An attorney contacted me regarding an I-140 Immigrant Visa Petition filed with the USCIS Service Center. The attorney had attached all the usual documents required for a petition but had forgotten to obtain signatures of the Employer and Alien on the approved PERM Form 9089.
The PERM Rule requires all approved PERM Forms to be submitted with an I-140 petition to USCIS no later than 180 days after approval, and additionally requires that the PERM form be signed by the parties as soon as possible after approval.
As the attorney sent the petition in timely manner (less than 180 days), but without the signatures on the PERM Form, the Service Center rejected the Petition and returned it to the Attorney with a boiler plate, unsigned statement, along with the filing fee, requesting the Employer to resubmit the petition again with the signatures.
In the interim, more than 180 days had passed, and it was no longer possible to submit the petition within 180 days of approval of the PERM case.
While at first glance it appears that the Perm Form may no longer be filed with USCIS because the Employer had missed the deadline, I told the attorney that the I-140 in fact was properly filed and that the rejection from USCIS was unlawful. In this case, the I-140 could be refiled, as an amended petition with a request for adjudication.
The Employer's principal argument would be that the private contractor that receives the mail must accept any petition received by mail if it is "properly filed." This is a term of art that simply means that the petition was signed and accompanied by the filing fee. There is ample authority for this interpretation of the phrase "properly filed" going back many years.

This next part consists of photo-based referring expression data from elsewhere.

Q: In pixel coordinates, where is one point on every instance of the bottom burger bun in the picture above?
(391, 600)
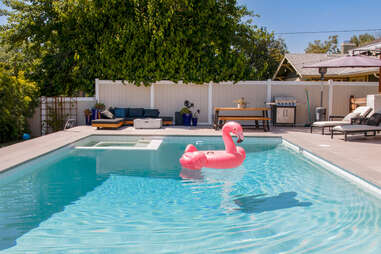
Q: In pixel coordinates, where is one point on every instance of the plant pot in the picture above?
(94, 114)
(178, 118)
(194, 121)
(187, 119)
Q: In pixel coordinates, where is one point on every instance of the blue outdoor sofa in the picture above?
(126, 116)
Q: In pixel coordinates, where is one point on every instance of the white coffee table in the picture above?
(148, 123)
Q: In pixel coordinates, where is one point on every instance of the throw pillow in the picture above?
(105, 114)
(136, 112)
(350, 116)
(151, 113)
(374, 120)
(120, 112)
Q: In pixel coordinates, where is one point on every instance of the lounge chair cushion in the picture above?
(167, 118)
(356, 128)
(121, 112)
(330, 123)
(374, 120)
(363, 110)
(136, 112)
(109, 121)
(151, 113)
(105, 114)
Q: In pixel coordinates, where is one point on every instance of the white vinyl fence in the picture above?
(169, 97)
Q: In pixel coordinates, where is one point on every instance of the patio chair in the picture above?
(357, 115)
(372, 125)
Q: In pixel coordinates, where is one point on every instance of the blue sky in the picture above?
(307, 15)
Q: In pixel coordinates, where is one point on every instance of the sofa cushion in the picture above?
(151, 113)
(121, 112)
(136, 112)
(108, 121)
(105, 114)
(354, 114)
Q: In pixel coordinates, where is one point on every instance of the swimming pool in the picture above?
(141, 201)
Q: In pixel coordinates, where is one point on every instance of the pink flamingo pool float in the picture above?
(232, 157)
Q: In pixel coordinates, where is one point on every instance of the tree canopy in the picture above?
(70, 43)
(328, 46)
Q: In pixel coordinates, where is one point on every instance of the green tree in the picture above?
(17, 102)
(263, 52)
(329, 46)
(362, 39)
(75, 41)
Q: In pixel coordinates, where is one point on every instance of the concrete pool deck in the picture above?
(358, 156)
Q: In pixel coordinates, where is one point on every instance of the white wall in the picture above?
(82, 104)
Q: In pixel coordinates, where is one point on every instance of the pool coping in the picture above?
(337, 170)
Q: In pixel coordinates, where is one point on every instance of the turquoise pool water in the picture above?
(141, 201)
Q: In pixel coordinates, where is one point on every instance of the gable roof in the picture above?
(297, 61)
(376, 44)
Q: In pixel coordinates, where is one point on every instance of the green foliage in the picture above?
(262, 52)
(329, 46)
(362, 39)
(17, 102)
(56, 120)
(70, 43)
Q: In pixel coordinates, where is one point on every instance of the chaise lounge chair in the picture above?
(358, 114)
(372, 124)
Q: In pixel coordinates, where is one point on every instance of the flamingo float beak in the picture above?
(240, 137)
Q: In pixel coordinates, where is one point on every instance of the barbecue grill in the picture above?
(283, 111)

Naturally, there are petitions that are not properly filed in the common sense of the word, i.e., there are documents missing which would make it impossible for the Service to approve the petition. However, these cases, instead of being rejected by the private contractor that works for the Service, should be adjudicated, and a determination should be made by a competent examiner regarding deficiencies.
The examiner may than deny the petition, for lack of documentation, issue an RFE requesting the documents, or issue a Notice of Intent to Deny.
In this case, the petition was "properly filed" under the legal meaning of the word, but not properly filed in the normal sense of the word.
The Service should honor the timely date of filing, and accept a new petition as an amended petition, which recaptures the original filing date.
As a practical matter, instead of sending the amended petition back to the mailroom where it would probably be rejected again, this time for being filed beyond the 180 day eriod, the petitioner should file the I-140 electronically. The electronic filing generates a receipt as proof of filing, and the payment is made by credit card. The Employer then is required to submit the supporting documents by mail.
And, yes, the electronic filing, if made within the 180 days, preserves the filing date, withou the PERM Form, without any signatures, and without any supporting documents.